Thursday, December 15, 2011

Herskovits and the “Syncretic Paradigm”

    Scholars have long taken interest in the conversion of African slaves to Christianity in the New World since the late 1930s. However, rarely have they examined the historiography of religious syncretism. In this paper, rather than discuss the impact of religious syncretism on a specific people, I am going to consider African religious syncretism from a historiographical perspective and discuss its contributions in helping us to renew our understandings of the African religious change in the Atlantic world.                                                                    

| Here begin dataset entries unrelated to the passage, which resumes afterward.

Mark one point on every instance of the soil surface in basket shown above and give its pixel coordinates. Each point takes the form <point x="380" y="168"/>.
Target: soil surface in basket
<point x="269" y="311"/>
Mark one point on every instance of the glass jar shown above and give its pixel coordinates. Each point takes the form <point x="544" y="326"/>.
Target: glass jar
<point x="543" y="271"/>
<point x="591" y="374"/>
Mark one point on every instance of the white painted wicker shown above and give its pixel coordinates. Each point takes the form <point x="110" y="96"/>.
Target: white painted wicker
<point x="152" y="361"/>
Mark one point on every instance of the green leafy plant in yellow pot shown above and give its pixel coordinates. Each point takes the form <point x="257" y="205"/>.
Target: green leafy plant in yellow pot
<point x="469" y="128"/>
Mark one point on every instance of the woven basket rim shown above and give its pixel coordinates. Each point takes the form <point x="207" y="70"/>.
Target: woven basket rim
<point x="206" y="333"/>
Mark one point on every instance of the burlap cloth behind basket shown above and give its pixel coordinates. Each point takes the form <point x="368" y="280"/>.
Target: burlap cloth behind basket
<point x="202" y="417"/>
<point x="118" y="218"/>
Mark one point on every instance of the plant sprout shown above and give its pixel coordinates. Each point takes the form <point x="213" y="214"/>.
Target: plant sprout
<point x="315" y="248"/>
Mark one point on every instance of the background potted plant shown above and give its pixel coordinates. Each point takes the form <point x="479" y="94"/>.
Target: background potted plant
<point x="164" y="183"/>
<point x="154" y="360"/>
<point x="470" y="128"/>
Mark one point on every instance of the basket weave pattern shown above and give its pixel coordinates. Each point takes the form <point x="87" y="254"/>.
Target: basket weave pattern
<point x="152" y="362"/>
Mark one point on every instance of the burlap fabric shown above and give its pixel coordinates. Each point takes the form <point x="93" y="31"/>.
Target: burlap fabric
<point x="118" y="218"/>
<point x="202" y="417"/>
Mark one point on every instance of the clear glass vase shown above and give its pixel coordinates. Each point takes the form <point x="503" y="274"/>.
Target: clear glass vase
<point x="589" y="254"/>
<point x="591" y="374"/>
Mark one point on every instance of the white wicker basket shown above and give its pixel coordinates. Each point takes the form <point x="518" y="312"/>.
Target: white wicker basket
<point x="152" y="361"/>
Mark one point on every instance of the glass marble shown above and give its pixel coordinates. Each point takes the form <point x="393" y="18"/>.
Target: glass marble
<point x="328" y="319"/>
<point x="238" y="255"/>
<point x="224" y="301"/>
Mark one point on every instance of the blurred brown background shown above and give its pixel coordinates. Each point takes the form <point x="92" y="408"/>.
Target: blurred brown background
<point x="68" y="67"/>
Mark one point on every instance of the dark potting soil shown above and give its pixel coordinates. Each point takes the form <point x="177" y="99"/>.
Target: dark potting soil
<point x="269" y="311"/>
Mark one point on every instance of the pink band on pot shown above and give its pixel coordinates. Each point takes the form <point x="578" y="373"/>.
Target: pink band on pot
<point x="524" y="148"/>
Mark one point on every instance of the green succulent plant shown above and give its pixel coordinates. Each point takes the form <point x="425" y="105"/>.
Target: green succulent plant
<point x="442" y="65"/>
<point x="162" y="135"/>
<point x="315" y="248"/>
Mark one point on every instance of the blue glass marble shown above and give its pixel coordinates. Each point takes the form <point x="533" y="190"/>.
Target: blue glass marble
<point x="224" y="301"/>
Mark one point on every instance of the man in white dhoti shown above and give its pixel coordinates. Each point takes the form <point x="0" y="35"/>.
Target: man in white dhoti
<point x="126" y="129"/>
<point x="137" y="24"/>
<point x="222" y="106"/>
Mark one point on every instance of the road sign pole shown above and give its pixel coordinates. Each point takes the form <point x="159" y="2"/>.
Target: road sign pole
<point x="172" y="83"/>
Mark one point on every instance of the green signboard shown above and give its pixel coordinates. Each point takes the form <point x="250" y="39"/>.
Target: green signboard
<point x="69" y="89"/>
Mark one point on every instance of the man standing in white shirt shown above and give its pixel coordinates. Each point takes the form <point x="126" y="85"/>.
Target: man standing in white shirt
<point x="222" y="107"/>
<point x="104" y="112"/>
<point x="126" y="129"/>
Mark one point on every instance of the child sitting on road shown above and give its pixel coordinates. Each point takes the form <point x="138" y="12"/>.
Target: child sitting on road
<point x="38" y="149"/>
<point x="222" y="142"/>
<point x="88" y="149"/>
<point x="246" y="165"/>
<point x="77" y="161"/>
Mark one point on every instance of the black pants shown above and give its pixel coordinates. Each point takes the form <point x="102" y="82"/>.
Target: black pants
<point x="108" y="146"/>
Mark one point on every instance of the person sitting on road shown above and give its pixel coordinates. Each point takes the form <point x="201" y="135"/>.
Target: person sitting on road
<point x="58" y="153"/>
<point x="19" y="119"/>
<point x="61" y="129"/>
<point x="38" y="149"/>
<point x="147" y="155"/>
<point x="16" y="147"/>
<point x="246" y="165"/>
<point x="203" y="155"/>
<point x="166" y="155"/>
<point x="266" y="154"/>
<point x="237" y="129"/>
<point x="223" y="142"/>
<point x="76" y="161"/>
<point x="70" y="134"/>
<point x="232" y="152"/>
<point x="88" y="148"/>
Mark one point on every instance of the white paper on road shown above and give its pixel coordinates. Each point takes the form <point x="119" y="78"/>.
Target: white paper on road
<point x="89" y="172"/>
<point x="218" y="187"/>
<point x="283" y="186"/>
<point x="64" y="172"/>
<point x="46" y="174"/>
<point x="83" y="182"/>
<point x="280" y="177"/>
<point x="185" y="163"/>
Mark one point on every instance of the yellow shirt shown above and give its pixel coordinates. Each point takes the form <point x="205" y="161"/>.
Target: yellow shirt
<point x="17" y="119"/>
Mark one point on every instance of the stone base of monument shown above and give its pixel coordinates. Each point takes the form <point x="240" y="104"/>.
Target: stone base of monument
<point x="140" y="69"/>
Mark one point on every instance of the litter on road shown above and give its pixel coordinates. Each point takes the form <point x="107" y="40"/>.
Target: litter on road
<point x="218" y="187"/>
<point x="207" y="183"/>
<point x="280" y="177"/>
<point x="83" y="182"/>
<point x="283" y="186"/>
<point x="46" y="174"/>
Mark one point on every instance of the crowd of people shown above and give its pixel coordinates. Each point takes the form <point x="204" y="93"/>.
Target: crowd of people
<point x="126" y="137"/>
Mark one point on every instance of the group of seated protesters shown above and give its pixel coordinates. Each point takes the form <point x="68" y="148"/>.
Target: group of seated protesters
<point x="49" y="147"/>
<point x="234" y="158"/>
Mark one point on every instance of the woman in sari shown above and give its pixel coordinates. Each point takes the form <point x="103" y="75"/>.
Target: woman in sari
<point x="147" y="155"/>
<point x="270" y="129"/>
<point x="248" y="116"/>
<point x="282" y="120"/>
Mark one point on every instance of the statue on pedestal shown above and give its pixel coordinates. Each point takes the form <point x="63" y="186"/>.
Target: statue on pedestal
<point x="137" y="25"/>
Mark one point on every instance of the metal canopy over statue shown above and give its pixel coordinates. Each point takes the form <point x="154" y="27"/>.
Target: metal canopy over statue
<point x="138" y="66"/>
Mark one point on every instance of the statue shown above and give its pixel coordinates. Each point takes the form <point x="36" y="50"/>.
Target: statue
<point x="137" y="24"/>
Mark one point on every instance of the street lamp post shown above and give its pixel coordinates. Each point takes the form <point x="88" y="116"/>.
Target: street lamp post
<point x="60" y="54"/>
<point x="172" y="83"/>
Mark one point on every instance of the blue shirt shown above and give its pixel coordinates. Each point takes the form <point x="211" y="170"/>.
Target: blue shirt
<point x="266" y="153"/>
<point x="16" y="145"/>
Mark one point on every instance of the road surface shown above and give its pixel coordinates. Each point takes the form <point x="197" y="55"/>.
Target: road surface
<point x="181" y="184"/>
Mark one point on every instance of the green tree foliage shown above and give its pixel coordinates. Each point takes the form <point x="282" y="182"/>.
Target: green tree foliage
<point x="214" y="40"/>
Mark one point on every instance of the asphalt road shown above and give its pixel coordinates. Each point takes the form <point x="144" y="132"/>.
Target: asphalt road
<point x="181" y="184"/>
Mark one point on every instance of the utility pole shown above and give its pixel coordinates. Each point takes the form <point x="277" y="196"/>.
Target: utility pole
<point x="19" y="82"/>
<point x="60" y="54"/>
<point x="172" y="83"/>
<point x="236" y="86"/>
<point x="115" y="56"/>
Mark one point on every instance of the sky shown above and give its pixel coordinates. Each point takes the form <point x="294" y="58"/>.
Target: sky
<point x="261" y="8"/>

Herskovits and the “Syncretic Paradigm”
    In analyzing race and ethnicity, anthropologist Franz Boas firstly questions traditional beliefs and proposed his own strategies to deal with it after the World War I. Traditional anthropologists argue that blacks were genetically inferior and “unassimilable” to American culture. However, through adopting two conflicting strategies, namely, universalist and particularist, Boas attempts to reinterpret it. He thinks race as an important category for understanding mental and emotional characteristics of individuals and his universalist strategy predicted that modern technology was creating a uniform culture in America to which blacks were rapidly assimilating. Moreover, he even assumes that blacks would be assimilated in the United States.                                                                       
Boas confidently believes that his dualist approach could explain African religious conversion and he never confronts the contradiction between his universalism and particularism. However, Melville Herskovits, the only Boas student who mainly conducts investigations on Afro-American cultures, deeply reflects the drawbacks of his methods. Herskovits is very interested in considering the relationship between Afro-American and white American culture, as well as the historical diffusion of African culture in the New World. Unlike Boas, he recognizes that the universalist/particularist classification was problematic and develops a theory of cultural relativism. According to him, “the somewhat more thoroughgoing assimilation of Christian and pagan beliefs which has taken place among New World Negroes has, however, gone in large measure unrecognized.”  In the case of the New World Negroes who lived under Catholic influence in Brazil, Cuba and Haiti, he presumes that the religious exchange was not one-sided and Boas’s dualist method limits our understanding of African history and culture.